Underwood phoned Ra, who was receptive to mentorship. According to Corbett, Ra and Aton spoke almost daily for the next eleven years, with Ra providing artistic, philosophical, and religious guidance. It was during this period that Underwood changed his name to Ayé Aton, possibly at the suggestion (or instruction) of Sun Ra. (The name "Aton" is a variant spelling of "Aten," the disc of the sun, which was an aspect of the ancient Egyptian sun god Ra. When Sun Ra was based in Chicago in the 1950s, his band often performed at dances sponsored by a social group called "The Atonites.") During this period Ayé began painting ambitious murals in the homes of Chicago's South Side residents and outdoors in public venues, guided by Ra's suggestions of Egyptian motifs, colorful abstractions, and outer space imagery.

Around 1972 Aton relocated to Philadelphia, where he took residence in Sun Ra's communal house in the Germantown district and joined Ra's celebrated Arkestra as a drummer and percussionist. While living in the house, Aton painted murals in the rooms of fellow musicians Marshall Allen and John Gilmore, as well as in Sun Ra's room.

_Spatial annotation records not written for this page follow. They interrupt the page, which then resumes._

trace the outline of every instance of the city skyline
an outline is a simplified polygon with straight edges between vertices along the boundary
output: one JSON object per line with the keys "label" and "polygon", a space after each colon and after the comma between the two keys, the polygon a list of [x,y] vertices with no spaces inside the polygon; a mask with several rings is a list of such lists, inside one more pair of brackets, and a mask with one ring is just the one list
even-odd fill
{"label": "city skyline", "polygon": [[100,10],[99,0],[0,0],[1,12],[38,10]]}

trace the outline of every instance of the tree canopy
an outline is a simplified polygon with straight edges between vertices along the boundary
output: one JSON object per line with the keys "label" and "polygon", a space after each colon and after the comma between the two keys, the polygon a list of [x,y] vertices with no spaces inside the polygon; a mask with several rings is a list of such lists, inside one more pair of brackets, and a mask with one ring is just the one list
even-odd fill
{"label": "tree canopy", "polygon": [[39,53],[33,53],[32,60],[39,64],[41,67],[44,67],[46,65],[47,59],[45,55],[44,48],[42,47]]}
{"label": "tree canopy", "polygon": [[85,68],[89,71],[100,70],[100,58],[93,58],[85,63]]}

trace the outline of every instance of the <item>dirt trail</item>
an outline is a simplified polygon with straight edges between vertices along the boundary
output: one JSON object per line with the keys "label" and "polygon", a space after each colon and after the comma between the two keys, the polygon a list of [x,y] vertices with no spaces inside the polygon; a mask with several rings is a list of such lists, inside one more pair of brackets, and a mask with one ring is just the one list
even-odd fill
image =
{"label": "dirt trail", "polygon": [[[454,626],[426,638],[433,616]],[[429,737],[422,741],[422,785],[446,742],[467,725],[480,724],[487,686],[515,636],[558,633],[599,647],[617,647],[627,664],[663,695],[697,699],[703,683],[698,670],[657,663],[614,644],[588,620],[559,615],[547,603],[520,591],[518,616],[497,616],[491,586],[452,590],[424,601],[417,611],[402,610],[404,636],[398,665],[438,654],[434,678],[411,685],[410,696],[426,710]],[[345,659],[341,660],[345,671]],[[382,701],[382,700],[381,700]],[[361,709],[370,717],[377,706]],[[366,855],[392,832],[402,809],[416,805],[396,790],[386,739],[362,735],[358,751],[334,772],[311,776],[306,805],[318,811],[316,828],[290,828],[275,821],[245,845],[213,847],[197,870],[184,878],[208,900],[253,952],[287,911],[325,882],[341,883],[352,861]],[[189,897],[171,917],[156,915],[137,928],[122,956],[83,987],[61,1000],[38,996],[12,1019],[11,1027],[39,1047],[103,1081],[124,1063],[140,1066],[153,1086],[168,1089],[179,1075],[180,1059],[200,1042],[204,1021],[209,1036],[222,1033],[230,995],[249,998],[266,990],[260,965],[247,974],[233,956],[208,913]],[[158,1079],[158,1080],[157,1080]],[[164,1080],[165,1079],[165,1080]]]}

Aton played drums and percussion with Sun Ra & His Arkestra from 1972 to 1976, and was part of Ra's ensemble on the albums Space is the Place and Discipline 27-II. He performed with Sun Ra & His Arkestra at the 1972 Ann Arbor Blues and Jazz Festival, and at Sun Ra's Carnegie Hall concert on July 6, 1973. Over the years, Aton also performed extensively with other musicians, including Fred Anderson and Joseph Jarman of the Association for the Advancement of Creative Musicians.

Three of Aton's murals (credited to "aye") were reproduced in Sun Ra's 1972 poetry compilation, Extensions Out: The Immeasurable Equation, Vol. II. (The original works were rendered in color, but were reproduced in black and white, including one on the cover.)

==Later career==

In 1976, Ayé left the Arkestra and moved back to Chicago. He played percussion with Infinite Spirit Music, who in 1979 recorded the album Live Without Fear, issued in 1980 on Ancient Afrika Records.

In 1983, Aton moved to Baton Rouge, where he became a community arts advocate and played drums in local ensembles.

After being diagnosed with cancer in 2016, he moved back to Kentucky, where he spent the last year of his life living with his son Ahmosis Aton. In Ayé's final 20 years he produced hundreds of works on canvas, paper, and board, most of which have never been publicly exhibited or published.

In 2013, the Studio Museum in Harlem presented his first solo exhibition of work, Ayé Aton: Space-Time Continuum. Aton's work was featured in the 2016 exhibition The Freedom Principle: Experiments in Art and Music, 1965–Now, which was organized by Chicago's Museum of Contemporary Art, and which traveled to the Institute of Contemporary Art at the University of Pennsylvania. A posthumous exhibit, Ayé Aton: Sun Ra and Beyond, was presented in Lexington's Living Arts & Science Center's Kincaid Gallery in 2021. In 2024, MARCH presented a selection of his works in the exhibition "Atonment in Balance", which linked Aton's painted works across time and space, from his earliest murals painted in Chicago homes to small works on paper, created in the twilight of his life at home in Baton Rouge. That same year, his work was published in Issue 249 of The Paris Review and images of his early murals were included in the Metropolitan Museum of Art's exhibition "Flight into Egypt: Black Artists and Ancient Egypt, 1876–Now".